Tutarsızlıklarının yanı sıra siyasetsizlik noktasına da değinmekte fayda mevcuttur. Her fırsatta birbirinden farklı özerklik yapıları ve dünyadan terör örnekleri dışında tek bir yeni düşünce ortaya koyamamış, kendilerince meşru olmayan Kürt halkını meşrulaştırabilecek hiç bir pozitif katkıda bulunmamışlardır. Bir yanda anaları gösterip silahlar sussun demiş diğer yandan Öcalan dinlensin demiştir. Bdp tarafından verilen en meşhur örnek ise; dünyada hiç bir terör örgütü silahla bitmemiştir. Madem solcu bir parti addediyorsunuz kendinizi madem eşitlikçi, gerçekçi ve objektif bakış açısını benimsiyorsunuz peki o zaman neden bu örneğinizin diğer boyutunu gözler önüne sermekten çekiniyorsunuz; dünyada hiç bir terör örgütü silahla zafer kazanamamıştır.
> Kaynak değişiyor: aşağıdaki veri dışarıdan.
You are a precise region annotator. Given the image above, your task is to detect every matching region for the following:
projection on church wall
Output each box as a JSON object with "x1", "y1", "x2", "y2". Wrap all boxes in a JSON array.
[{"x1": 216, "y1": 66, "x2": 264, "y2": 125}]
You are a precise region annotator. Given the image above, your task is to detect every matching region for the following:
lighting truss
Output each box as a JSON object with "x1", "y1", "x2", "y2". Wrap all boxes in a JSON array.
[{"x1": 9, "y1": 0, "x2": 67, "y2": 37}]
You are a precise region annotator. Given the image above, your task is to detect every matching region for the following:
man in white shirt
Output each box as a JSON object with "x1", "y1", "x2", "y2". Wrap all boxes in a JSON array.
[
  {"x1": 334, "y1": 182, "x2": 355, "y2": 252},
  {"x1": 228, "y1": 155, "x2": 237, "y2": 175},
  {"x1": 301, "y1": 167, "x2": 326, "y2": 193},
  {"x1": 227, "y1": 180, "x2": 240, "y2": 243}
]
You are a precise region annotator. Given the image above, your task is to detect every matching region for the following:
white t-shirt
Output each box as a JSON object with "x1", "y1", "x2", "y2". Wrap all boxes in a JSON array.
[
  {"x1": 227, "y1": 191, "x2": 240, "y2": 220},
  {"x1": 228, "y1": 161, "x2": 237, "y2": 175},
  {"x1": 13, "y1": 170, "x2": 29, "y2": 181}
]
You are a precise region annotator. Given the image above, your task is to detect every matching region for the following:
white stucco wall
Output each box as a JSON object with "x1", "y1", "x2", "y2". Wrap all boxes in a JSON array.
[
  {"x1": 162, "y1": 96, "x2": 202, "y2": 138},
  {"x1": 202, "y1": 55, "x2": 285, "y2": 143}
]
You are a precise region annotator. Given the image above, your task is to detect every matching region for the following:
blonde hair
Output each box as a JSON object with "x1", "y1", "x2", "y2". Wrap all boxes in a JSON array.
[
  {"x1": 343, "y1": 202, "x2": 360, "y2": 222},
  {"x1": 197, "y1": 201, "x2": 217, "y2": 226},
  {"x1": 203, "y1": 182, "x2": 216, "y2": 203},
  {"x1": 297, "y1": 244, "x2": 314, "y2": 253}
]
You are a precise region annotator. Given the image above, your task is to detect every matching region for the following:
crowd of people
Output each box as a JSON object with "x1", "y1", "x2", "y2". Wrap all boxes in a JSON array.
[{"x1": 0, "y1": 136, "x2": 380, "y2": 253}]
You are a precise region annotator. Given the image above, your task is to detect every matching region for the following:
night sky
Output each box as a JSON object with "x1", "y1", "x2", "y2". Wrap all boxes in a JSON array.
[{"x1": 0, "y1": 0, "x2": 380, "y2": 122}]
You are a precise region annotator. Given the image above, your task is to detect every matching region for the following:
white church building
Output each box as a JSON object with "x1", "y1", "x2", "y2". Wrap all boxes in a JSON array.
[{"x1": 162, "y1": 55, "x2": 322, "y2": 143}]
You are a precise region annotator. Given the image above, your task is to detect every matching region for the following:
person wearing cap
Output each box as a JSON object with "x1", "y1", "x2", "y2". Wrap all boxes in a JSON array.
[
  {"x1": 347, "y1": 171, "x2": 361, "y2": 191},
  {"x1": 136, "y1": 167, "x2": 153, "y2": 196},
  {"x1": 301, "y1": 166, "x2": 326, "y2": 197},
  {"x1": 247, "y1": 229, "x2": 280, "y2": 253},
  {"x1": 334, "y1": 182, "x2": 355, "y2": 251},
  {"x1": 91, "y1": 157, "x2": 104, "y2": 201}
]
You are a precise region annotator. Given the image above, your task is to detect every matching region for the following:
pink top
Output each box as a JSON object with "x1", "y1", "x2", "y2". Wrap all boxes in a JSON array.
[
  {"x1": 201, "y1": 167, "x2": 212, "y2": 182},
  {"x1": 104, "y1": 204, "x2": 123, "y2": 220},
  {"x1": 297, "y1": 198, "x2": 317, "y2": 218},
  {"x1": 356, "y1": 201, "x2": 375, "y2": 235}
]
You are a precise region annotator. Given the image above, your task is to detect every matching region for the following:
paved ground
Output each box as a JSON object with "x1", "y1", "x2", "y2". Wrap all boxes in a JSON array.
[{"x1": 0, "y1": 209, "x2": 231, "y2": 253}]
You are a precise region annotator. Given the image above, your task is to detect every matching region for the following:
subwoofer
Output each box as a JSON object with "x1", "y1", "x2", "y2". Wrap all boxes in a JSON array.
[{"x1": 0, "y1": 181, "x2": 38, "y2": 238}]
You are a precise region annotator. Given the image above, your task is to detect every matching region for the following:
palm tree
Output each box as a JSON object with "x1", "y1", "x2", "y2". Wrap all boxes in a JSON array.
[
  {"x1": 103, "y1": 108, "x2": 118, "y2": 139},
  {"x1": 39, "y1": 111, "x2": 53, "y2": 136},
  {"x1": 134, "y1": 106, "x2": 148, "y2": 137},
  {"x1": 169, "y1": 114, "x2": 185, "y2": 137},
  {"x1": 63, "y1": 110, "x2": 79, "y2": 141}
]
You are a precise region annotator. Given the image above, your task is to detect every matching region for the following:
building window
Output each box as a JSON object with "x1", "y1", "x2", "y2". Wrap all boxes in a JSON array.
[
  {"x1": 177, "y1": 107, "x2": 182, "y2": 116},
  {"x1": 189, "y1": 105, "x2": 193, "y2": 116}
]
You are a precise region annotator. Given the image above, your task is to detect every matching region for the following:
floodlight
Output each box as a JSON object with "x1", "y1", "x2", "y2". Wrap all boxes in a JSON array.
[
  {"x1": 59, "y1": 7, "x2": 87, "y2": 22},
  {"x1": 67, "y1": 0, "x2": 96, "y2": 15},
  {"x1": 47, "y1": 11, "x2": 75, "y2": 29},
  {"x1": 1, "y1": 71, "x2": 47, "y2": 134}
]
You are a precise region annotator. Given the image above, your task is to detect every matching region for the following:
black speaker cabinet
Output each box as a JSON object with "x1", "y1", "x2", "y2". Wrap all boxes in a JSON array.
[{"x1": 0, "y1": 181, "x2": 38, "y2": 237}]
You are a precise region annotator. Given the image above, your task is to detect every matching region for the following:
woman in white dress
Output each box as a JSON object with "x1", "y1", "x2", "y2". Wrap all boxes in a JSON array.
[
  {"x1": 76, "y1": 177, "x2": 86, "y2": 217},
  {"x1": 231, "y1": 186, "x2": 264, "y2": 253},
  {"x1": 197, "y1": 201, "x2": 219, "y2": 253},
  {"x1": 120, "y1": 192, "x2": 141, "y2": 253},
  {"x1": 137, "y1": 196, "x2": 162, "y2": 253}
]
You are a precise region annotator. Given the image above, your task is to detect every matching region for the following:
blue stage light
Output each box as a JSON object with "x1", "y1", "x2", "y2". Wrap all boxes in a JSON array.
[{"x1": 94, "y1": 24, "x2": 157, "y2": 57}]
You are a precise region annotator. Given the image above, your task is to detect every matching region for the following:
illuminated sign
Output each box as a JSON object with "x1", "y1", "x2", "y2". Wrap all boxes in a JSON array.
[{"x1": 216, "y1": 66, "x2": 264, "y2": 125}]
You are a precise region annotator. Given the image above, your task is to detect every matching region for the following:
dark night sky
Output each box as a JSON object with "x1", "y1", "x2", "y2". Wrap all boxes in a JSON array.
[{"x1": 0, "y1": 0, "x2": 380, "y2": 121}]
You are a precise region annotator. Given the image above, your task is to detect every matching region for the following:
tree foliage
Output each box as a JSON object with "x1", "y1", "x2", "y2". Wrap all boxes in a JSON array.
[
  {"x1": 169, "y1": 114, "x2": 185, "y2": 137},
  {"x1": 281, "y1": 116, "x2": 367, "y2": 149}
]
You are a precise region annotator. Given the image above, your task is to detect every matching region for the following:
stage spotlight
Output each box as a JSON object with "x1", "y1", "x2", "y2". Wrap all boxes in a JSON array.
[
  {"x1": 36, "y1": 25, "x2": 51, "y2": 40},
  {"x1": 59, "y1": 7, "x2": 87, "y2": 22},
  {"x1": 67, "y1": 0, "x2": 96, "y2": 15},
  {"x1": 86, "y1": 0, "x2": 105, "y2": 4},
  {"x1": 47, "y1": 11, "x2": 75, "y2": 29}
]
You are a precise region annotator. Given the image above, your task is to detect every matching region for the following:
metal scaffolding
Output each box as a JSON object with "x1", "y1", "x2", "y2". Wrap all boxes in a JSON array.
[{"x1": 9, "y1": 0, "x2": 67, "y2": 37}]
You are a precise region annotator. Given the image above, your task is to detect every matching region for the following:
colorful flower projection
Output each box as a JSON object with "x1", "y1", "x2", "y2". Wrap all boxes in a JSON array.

Yaratıcılık ve aktivizm noktasında da oldukça yetersiz gözükmektedir bdp. Son kullanma tarihi geçmiş; oturma eylemleri, sivil itaatsizlik, parti toplantısında özerklik ilan etmek gibi partiyi komik duruma düşüren ve ciddiye alınmaktan uzak noktaya düşüren unsurlarda kullanılmıştır.

Kürt kültürünün korunmasından bahsederken, bunun için hangi destekte hangi yaratıcı eylemde hangi yenilikçi bakış açısında bulunulmuştur? Kürt eserlerinin türkçeye çevrilmesinde darbe öncesi Kürt hareketlerinin anlatılmasında ne gibi katkı ve desteklerde bulunulmuştur?

Kürt hareketini, darbe sonrası imiş gibi göstermek bir anlamda pkk ile yapışık göstermek Kürt halkını yanıltmak değildir de nedir? Bu zamana kadar statükodan en çok cefayı çeken Kürt halkını oyalamak ve statüko oyuncağı yapmak değildir de nedir? Tek çatı altında giriyoruz seçime birleşiyoruz yalanını söylerken terör karşıtı Kürt düşünürlerini ya da yapılanmalarının yok edilmesini sümen altı etmek hangi vicdana sığar? Pkk yapılanması ses getirmeye başladığı esnada 11 adet Kürt siyasi hareketinin ortak bildiri yayınladığı, 'silah çözüm değildir.' fikrindeki metni halkından saklamak dile getirmemek barışın nesine katkıdır? En önemlisi yürekli olarak korkmadan ne terörün ne de devletin oyuncağı olmadan halkını düşünen yahut barışı düşünen yenilikçi siyaset yapan tek bir üye bulunmamaktadır bdp içerisinde.

Bir Türk olarak Kürt halkının temsilcisinin bdp olarak lanse edilmesinden derin bir üzüntü duymaktayım. Kültür korunsun, tek tipleştirme ve asimilasyon bitsin derken diğer tarafta karşıt sesin kanla susturulması kültürün dile getirildiği kadar önemsenmemesi. Bdp'yi çözümden çok paranın, silahın, bölge güçlerinin oyuncağı yapmaktadır. Devlet tarafından öldürülen Kürtlerin bir kezde umutlarını kendi içlerinden çıkanlar öldürmektedir.